Arnaud Gacouin, Nicolas Barbarot, Christophe Camus, Sylvain Salomon, Sonia Isslame, Sophie Marque, Sylvain Lavoué, Pierre-Yves Donnio, Rémi Thomas, Yves Le Tulzo
Anesthesia and Analgesia 2009, 109 (5): 1584-90

BACKGROUND: Most studies designed to determine the factors associated with the acquisition of late-onset ventilator-associated pneumonia (VAP) were performed in critically ill trauma patients. The impact of enteral nutrition (EN) on the risk of acquiring VAP has been discussed. In this study, we assessed factors associated with late-onset VAP in nontrauma patients and determined whether nutrition provided early was associated with development of late-onset VAP in this population.

METHODS: We performed a prospective observational cohort study in a 21-bed polyvalent intensive care unit in a university hospital.

RESULTS: Three hundred sixty-one intubated adult patients with a duration of mechanical ventilation (MV) of 6 days or more were admitted over a 28-mo period. Late-onset VAP was confirmed in 76 patients (21%) by the presence of at least one microorganism at a concentration >or=10(4) colony-forming units/mL on the bronchoalveolar lavage. Gram-negative bacilli represented 75% and Staphylococcus aureus 21% of recovered organisms. Factors independently associated with late-onset VAP by multivariate analysis included a high simplified acute physiology score II score (odds ratio: 1.021; 95% confidence interval [CI]: 1.005-1.038; P = 0.01), development of acute respiratory distress syndrome during the first 5 days of MV (odds ratio: 1.98; 95% CI: 1.05-3.67; P = 0.04), and size of the endotracheal tube >or=7.5 (odds ratio: 2.06; 95% CI: 1.88-3.90; P = 0.03). EN started within 48 h of MV onset was not associated with a higher risk for late-onset VAP.
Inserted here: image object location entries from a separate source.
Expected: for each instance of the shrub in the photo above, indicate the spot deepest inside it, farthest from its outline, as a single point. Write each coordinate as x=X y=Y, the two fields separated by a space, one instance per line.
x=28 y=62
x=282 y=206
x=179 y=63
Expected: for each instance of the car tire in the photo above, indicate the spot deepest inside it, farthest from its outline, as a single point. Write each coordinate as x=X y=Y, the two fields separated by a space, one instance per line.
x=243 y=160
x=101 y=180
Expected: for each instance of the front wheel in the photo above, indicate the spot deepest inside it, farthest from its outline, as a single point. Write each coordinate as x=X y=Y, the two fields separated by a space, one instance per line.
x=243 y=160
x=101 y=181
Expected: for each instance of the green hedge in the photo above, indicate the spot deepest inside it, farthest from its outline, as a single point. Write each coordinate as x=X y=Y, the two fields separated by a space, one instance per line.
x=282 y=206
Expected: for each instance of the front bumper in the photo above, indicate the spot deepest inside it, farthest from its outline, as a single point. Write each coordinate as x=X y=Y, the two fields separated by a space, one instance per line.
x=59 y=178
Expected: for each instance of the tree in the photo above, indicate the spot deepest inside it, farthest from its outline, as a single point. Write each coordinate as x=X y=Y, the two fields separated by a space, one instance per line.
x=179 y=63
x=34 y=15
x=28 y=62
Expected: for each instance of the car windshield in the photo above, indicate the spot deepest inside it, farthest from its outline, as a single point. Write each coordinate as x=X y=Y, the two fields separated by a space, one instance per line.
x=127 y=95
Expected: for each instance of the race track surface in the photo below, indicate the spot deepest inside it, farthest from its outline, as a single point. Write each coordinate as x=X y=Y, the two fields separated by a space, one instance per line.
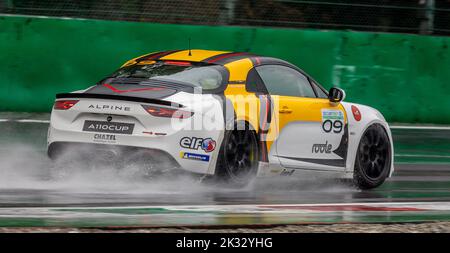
x=31 y=194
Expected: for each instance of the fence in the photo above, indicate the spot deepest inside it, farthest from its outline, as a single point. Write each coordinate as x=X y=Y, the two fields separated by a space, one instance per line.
x=401 y=16
x=404 y=76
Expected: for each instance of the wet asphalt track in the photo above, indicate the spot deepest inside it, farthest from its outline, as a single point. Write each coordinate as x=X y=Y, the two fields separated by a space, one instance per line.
x=29 y=197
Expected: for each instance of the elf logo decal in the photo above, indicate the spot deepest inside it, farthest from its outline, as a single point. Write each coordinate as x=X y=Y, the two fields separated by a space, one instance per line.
x=208 y=144
x=192 y=156
x=356 y=113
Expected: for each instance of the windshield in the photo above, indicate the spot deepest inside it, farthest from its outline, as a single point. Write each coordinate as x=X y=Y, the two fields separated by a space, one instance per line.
x=207 y=77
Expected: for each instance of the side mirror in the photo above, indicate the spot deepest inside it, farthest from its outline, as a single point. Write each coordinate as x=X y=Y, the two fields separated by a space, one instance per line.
x=336 y=95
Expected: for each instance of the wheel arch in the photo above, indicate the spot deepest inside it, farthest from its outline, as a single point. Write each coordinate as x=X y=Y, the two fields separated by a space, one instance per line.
x=369 y=117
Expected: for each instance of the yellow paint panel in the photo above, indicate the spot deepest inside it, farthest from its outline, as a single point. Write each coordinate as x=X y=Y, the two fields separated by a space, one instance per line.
x=239 y=69
x=196 y=55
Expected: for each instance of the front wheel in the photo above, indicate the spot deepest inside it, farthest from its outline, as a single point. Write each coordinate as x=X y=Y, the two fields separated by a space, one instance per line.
x=373 y=158
x=238 y=158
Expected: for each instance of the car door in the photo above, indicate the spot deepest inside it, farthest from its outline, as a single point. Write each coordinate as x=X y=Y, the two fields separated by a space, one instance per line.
x=312 y=131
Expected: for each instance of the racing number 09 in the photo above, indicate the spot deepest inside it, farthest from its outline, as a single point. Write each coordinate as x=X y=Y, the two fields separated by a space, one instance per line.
x=329 y=125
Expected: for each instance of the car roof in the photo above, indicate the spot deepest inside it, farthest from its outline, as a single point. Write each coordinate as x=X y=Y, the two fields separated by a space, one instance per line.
x=206 y=56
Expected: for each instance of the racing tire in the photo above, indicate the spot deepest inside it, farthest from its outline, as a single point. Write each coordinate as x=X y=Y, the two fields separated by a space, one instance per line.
x=373 y=158
x=237 y=163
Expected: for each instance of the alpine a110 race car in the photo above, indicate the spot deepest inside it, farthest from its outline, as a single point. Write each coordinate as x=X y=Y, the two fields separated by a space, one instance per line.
x=231 y=116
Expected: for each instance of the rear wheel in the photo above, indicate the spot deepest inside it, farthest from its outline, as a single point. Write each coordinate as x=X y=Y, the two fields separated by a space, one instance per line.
x=238 y=158
x=373 y=158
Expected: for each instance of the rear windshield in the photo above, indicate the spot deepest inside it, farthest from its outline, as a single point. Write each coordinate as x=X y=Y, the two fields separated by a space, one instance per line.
x=207 y=77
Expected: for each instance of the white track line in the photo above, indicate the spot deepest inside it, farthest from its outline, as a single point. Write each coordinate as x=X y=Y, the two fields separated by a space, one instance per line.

CONCLUSION: In our nontrauma patient population, early EN was not associated with development of late-onset VAP. In this population, severity of the disease during the first 5 days of MV seemed to be associated with late-onset VAP. In addition, our results suggest that the risk of late-onset VAP is higher in patients with a tube size >or=7.5 than in patients with a tube size <7.5.